Abendteuer Negev Wüste
Wüste, das ist das Abenteuer. Wüste, das ist die Konfrontation. Der ohnmächtige Mensch in einer vollkommenen lebensfeindlichen Ödnis. Nur die Stärksten überleben. Wüste, das ist da, wo ich nur noch ganz was Kleines bin, in etwas ganz gigantisch Großem. Von allen Seiten droht die Gefahr, die Hitze, der Hunger, der Durst, die Wildnis. Leere Wasserflaschen, aufgesprungene Lippen, Halluzinationen, Skorpione.
Die Wüste das ist Landschaft gewordenes Fegefeuer. 100% Qual. Kein Ausweg nirgends. Außer Du selbst. Vollkommen verschwurbeltes Macho-Gewäsch. Die Glut der Wüste die reinigt Dich. Du kommst aus der Wüste zurück und du bist ein anderer Mensch. Verrückt. Oder ganz nah bei Dir. Oder beides. So ist das bei Lawrence of Arabia und bei Star Wars und bei Johannes dem Täufer oder Moses. Bis jetzt kenn ich die Wüsten nur aus dem Kino und aus der Bibel.
Ich war ja noch nie in der Wüste. Deswegen bin ich total elektrisiert, als Elli sagt: “Lass uns doch einfach mal in die Negev fahren. Über das Wochenende.“ Über das Wochenende? So sehen heute die großen, existenziellen Erfahrungen aus. Wüste im Westentaschenformat. Als Wochenendtrip, um der Sabbat Ruhe in Jerusalem zu entkommen.
Ein Wochenende in der Negev Wüste
Die Negev Wüste im Süden Israels ist sogar ganz bequem mit dem öffentlichen Nahverkehr zu erreichen. Wir fahren von Jerusalem mit dem Bus nach Beersheba. Dort steigen wir um in den Bus nach Mizpe Ramon. Und schon steh ich mitten in der Wüste. Am Rande des größten Erosions-Kraters der Welt, des Machtesch Ramon.
Busfahren in Israel ist für Reisende die erste Option, um sich durchs Land zu bewegen.
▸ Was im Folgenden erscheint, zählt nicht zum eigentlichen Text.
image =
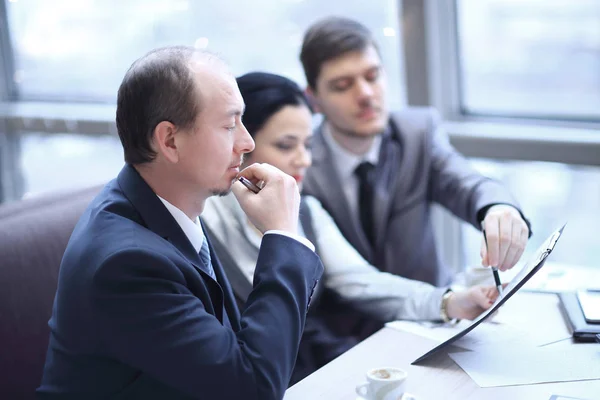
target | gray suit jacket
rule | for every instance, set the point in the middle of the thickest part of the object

Praktisch jeder Ort ist völlig unkompliziert mit dem Bus zu erreichen. Busfahren am Tag des Sabbat-Beginns ist aber ein bisschen stressig. Es sind unglaublich viele junge Menschen, Soldaten und Soldatinnen, unterwegs. Sie wollen noch Zuhause oder Freunde erreichen, bevor um 16 Uhr auch die Busse in die Sabbat Ruhe gehen. Losfahren werden die Busse erst wieder am Abend des nächsten Tages nach Sonnenuntergang. Die Busbahnhöfe sind also proppe voll und an den Bustüren wird gedrängelt.
Aber es ist bestimmt unglaublich sicher hier. So viele Maschinengewehre an einem Ort wie auf dem Busbahnhof von Beersheba habe ich noch nie gesehen. Sie baumeln über Schultern oder lehnen entspannt in der Ecke. Die Patronen Magazine sind locker hinten im Hosenbund oder am Gewehrschafft befestigt. “Soldatinnen und Soldaten müssen ihre Waffe entweder sicher wegschließen oder aber bei sich tragen“, erklärt mir Elli. Das mit dem sicheren Wegschließen muss richtig schwierig sein. Warum sonst sollten junge Menschen ihre Waffen ständig durch die Gegend tragen? Ich bin diese Gegenwart von Kriegsgerät nicht gewohnt. Für mich entsteht dadurch das Bild einer Gesellschaft in Alarmbereitschaft und im Dauerstress.
Israel ein Wüstenstaat
Israel ist ein Wüstenstaat. Die Negev Wüste ist gut 12.000 km2 groß, das sind ungefähr 60% des israelischen Staatsgebiets. 600.000 Menschen leben hier. Noch nicht einmal 8% der Gesamtbevölkerung Israels. 200.000 davon sind Beduinen. Nomadisch lebende Araber. Manche leben in den Städten, die die israelische Regierung für sie errichten ließ. Andere leben in illegalen Dörfern. Baracken Siedlungen voller Wellblechhütten und elenden Ställen für Ziegen. Das Verhältnis zwischen Staat und Nomaden ist kompliziert. Israel erkennt die Ansprüche der Beduinen auf ein freies Leben in der Negev nicht an. Die Nomaden fühlen sich vom Staat drangsaliert und übervorteilt.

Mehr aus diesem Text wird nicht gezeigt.